- Church: Episcopal Church
- Diocese: Hawaii
- Elected: October 4, 1969
- In office: 1969–1975
- Predecessor: Harry S. Kennedy
- Successor: Edmond L. Browning
- Previous post: Suffragan Bishop of Hawaii (1967-1969)

Orders
- Ordination: September 19, 1953 by Harry S. Kennedy
- Consecration: December 30, 1967 by John E. Hines

Personal details
- Born: November 2, 1919 Honolulu, Territory of Hawaii
- Died: August 11, 1975 (aged 55) Honolulu, Hawaii, United States
- Buried: St Clement's Church, Honolulu
- Denomination: Anglican
- Parents: Alsoberry Kaumu Hanchett & Mary McGuire
- Spouse: Puanani Akana
- Children: 4
- Alma mater: University of Hawaii

= Lani Hanchett =

Edwin Lani Hanchett (November 2, 1919 - August 11, 1975) was an American prelate who served as Bishop of Hawaii from 1969 to 1975.
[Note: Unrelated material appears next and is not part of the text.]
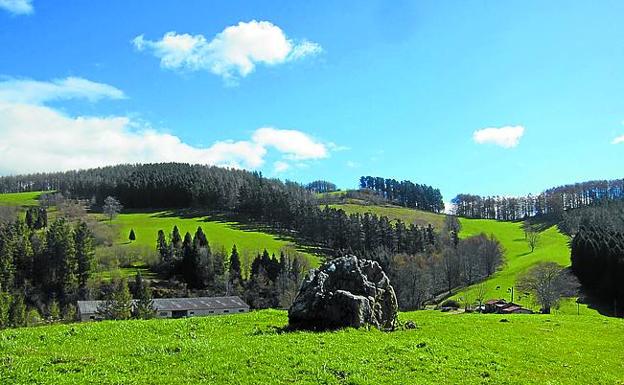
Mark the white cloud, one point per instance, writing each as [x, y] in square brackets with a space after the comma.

==Education and early life==
Hanchett was born in Honolulu on November 2, 1919 to Alsoberry Kaumu Hanchett and Mary McGuire. His father was first doctor of Hawaiian ancestry to practice in the islands. He graduated from 'Iolani School in 1931 and was a graduate of the Church Divinity School of the Pacific and the University of Hawaii. On June 21, 1941, he married Puanani Akana, and together they had four children. He was awarded an honorary Doctor of Divinity from Church Divinity School of the Pacific in 1969.

==Priesthood==
He was ordained deacon on July 20, 1952 and priest on September 19, 1953 by Bishop Harry S. Kennedy of Hawaii. He then became vicar of the Church of the Holy Innocents in Lahaina, Hawaii, while in 1959 he transferred to St George's Church in Honolulu to serve as its vicar. Between 1960 and 1967, he served as rector St Peter's Church in Honolulu.

==Episcopacy==
On September 26, 1967, Hanchett was elected Suffragan Bishop of Hawaii and was consecrated on December 30, 1967. Two years later, on October 24, 1969, he was elected on the first ballot as diocesan bishop, the first person of Hawaiian ancestry to lead the Episcopal Church there. He was installed in St. Andrew's Cathedral on January 18, 1970. Bishop Hanchett had represented Province VIII on the national Executive Council of the Episcopal Church since 1973. He died of cancer in St. Francis Hospital, Honolulu on August 11, 1975.